Já faz algum tempo eu estava na agência dos Correios, no centro de Marataízes. Lá fora, o sol castigava cabeças maratimbas. Lá dentro, o ar condicionado deixava mais tolerável a fila que se espremia toda para não perder o sagrado ventinho refrescante. Apesar disso, havia um incômodo com a demora. Nessas horas cada um fica procurando o que fazer na esperança de o tempo passar mais rápido. Quem tem revista, lê, quem tem celular faz alguma ligação desnecessária, joga algum joguinho sem graça ou fica olhando fotos e recados. O restante, arruma alguma conversa com alguém do lado, lê os folhetinhos de cursos por correspondência dispostos sobre o balcão ou fica olhando para o ar condicionado enfiado na parede.

- Vai graxa aí?

Foi assim que ele apareceu, esgueirando-se com sua caixa de madeira por entre as pessoas e a cada uma oferecendo seus serviços. Olhei para ele e olhei para a fila, alguma coisa não se encaixava na cena. Magro, bem disposto, camisa e calças azul marinho, escova em uma mão e a caixa de engraxate na outra. Olhei de novo para a fila, mais especificamente para os pés de todos os seus ocupantes. Nenhum sapato; no máximo, sandálias havaianas. Pés descalços tinham aos montes. Eu ainda não havia chegado neste estágio, mas sapatos há muito não os calçava. Meus pés estavam até ficando mais ásperos depois de viverem a vida toda acondicionados em meias e sapatos de couro. Isso, porém, parecia não ser problema para o engraxate inesperado. Bem humorado, repetia a pergunta até para pés que já não eram nem mais ásperos, verdadeiras crostas a ignorar pedras e asfalto escaldantes. Tinha, inclusive, a sutileza de levar uma escova de dentes própria para a limpeza de sandálias de qualquer tipo. Apesar do desinteresse geral ele não se abateu, ofereceu graxa aos funcionários com seus pés ocultos pelo balcão. Como última tentativa, prostrou-se ao lado do guarda e seus coturnos surpreendentemente limpos. Deu azar, era segunda-feira, todo domingo à noite o guarda gastava quase uma hora lustrando os coturnos para começar a semana impecável.

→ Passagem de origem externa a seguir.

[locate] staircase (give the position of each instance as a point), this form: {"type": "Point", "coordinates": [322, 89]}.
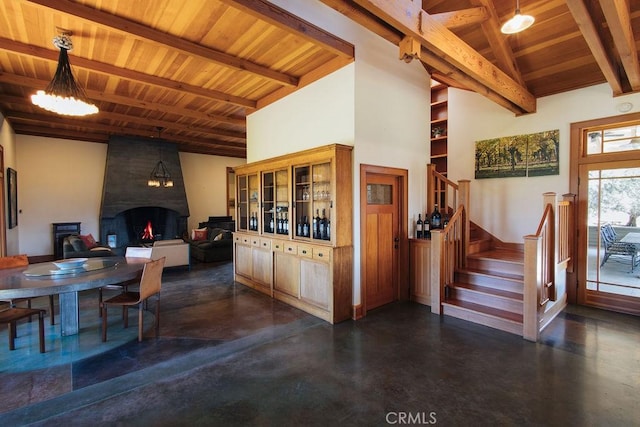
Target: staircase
{"type": "Point", "coordinates": [489, 291]}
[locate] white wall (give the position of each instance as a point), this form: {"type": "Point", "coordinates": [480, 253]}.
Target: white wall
{"type": "Point", "coordinates": [8, 142]}
{"type": "Point", "coordinates": [61, 181]}
{"type": "Point", "coordinates": [510, 208]}
{"type": "Point", "coordinates": [378, 104]}
{"type": "Point", "coordinates": [205, 181]}
{"type": "Point", "coordinates": [58, 181]}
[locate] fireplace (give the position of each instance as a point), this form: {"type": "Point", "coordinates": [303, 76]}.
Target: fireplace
{"type": "Point", "coordinates": [129, 206]}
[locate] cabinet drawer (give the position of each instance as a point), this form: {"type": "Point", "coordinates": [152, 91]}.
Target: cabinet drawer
{"type": "Point", "coordinates": [265, 243]}
{"type": "Point", "coordinates": [291, 248]}
{"type": "Point", "coordinates": [305, 251]}
{"type": "Point", "coordinates": [322, 254]}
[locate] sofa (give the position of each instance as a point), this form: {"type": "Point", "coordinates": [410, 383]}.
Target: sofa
{"type": "Point", "coordinates": [175, 250]}
{"type": "Point", "coordinates": [80, 246]}
{"type": "Point", "coordinates": [211, 244]}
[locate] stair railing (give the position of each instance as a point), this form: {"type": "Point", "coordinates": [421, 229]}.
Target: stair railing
{"type": "Point", "coordinates": [449, 246]}
{"type": "Point", "coordinates": [545, 255]}
{"type": "Point", "coordinates": [448, 254]}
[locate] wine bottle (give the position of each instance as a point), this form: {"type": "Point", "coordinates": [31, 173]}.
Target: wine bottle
{"type": "Point", "coordinates": [316, 225]}
{"type": "Point", "coordinates": [323, 226]}
{"type": "Point", "coordinates": [426, 234]}
{"type": "Point", "coordinates": [285, 224]}
{"type": "Point", "coordinates": [305, 227]}
{"type": "Point", "coordinates": [436, 218]}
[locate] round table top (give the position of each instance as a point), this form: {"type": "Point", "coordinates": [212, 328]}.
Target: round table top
{"type": "Point", "coordinates": [39, 279]}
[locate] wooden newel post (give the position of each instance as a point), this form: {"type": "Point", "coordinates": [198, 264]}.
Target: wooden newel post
{"type": "Point", "coordinates": [437, 293]}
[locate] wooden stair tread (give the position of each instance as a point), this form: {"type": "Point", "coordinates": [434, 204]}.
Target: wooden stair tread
{"type": "Point", "coordinates": [500, 255]}
{"type": "Point", "coordinates": [487, 311]}
{"type": "Point", "coordinates": [500, 274]}
{"type": "Point", "coordinates": [488, 290]}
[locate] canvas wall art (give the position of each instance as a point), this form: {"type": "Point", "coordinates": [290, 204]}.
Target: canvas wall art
{"type": "Point", "coordinates": [534, 154]}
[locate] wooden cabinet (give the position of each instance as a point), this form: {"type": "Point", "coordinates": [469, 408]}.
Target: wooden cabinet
{"type": "Point", "coordinates": [308, 263]}
{"type": "Point", "coordinates": [439, 126]}
{"type": "Point", "coordinates": [419, 271]}
{"type": "Point", "coordinates": [256, 261]}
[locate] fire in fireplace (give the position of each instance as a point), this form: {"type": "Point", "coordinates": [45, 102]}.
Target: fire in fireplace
{"type": "Point", "coordinates": [147, 234]}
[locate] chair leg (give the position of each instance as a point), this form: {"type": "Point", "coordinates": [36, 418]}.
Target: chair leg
{"type": "Point", "coordinates": [99, 302]}
{"type": "Point", "coordinates": [12, 335]}
{"type": "Point", "coordinates": [158, 316]}
{"type": "Point", "coordinates": [41, 330]}
{"type": "Point", "coordinates": [104, 322]}
{"type": "Point", "coordinates": [140, 327]}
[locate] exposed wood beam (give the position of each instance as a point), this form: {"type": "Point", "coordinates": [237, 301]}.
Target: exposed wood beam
{"type": "Point", "coordinates": [498, 42]}
{"type": "Point", "coordinates": [112, 70]}
{"type": "Point", "coordinates": [590, 33]}
{"type": "Point", "coordinates": [616, 12]}
{"type": "Point", "coordinates": [169, 126]}
{"type": "Point", "coordinates": [462, 18]}
{"type": "Point", "coordinates": [408, 17]}
{"type": "Point", "coordinates": [125, 100]}
{"type": "Point", "coordinates": [185, 144]}
{"type": "Point", "coordinates": [285, 20]}
{"type": "Point", "coordinates": [129, 28]}
{"type": "Point", "coordinates": [100, 128]}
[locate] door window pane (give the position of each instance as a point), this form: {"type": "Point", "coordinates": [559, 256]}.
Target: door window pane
{"type": "Point", "coordinates": [379, 194]}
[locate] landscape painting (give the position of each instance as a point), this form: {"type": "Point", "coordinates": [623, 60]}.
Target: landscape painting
{"type": "Point", "coordinates": [534, 154]}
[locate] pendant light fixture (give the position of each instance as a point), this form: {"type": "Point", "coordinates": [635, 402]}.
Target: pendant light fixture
{"type": "Point", "coordinates": [160, 175]}
{"type": "Point", "coordinates": [63, 95]}
{"type": "Point", "coordinates": [518, 22]}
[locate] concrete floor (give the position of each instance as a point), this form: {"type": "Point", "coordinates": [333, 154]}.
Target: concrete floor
{"type": "Point", "coordinates": [228, 355]}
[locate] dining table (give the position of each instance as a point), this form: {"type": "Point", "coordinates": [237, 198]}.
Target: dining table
{"type": "Point", "coordinates": [66, 278]}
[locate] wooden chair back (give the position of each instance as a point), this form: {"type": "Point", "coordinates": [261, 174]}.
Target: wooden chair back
{"type": "Point", "coordinates": [151, 279]}
{"type": "Point", "coordinates": [13, 261]}
{"type": "Point", "coordinates": [137, 252]}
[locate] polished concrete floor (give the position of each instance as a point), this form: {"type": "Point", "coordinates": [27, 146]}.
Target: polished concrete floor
{"type": "Point", "coordinates": [228, 355]}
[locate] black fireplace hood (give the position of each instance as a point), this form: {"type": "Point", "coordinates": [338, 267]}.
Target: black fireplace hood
{"type": "Point", "coordinates": [130, 161]}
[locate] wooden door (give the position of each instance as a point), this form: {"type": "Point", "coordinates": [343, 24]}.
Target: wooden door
{"type": "Point", "coordinates": [380, 251]}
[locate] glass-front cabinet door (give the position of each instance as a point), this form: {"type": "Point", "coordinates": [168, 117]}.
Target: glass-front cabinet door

Na expressão do engraxate não havia nenhum sinal de fracasso, sinal que já passara muitas situações semelhantes. Foi aí que eu lhe disse que ele escolhera a profissão errada ou com pouca possibilidade de futuro. Engraxar sapatos numa cidade de veraneio é uma ocupação no mínimo ingrata, a não ser que ele se posicionasse em portas de igrejas ou na entrada do fórum, locais mais prováveis para o encontro de pés calçados. Não sei se minha recomendação produziu algum tipo de reflexão na cabeça do engraxate, o que sei é que ele saiu com a mesma disposição que entrou. Seguiu seu caminho sob o sol de janeiro, caixa nas costas, dizendo a todos por quem passava “Vai graxa aí?”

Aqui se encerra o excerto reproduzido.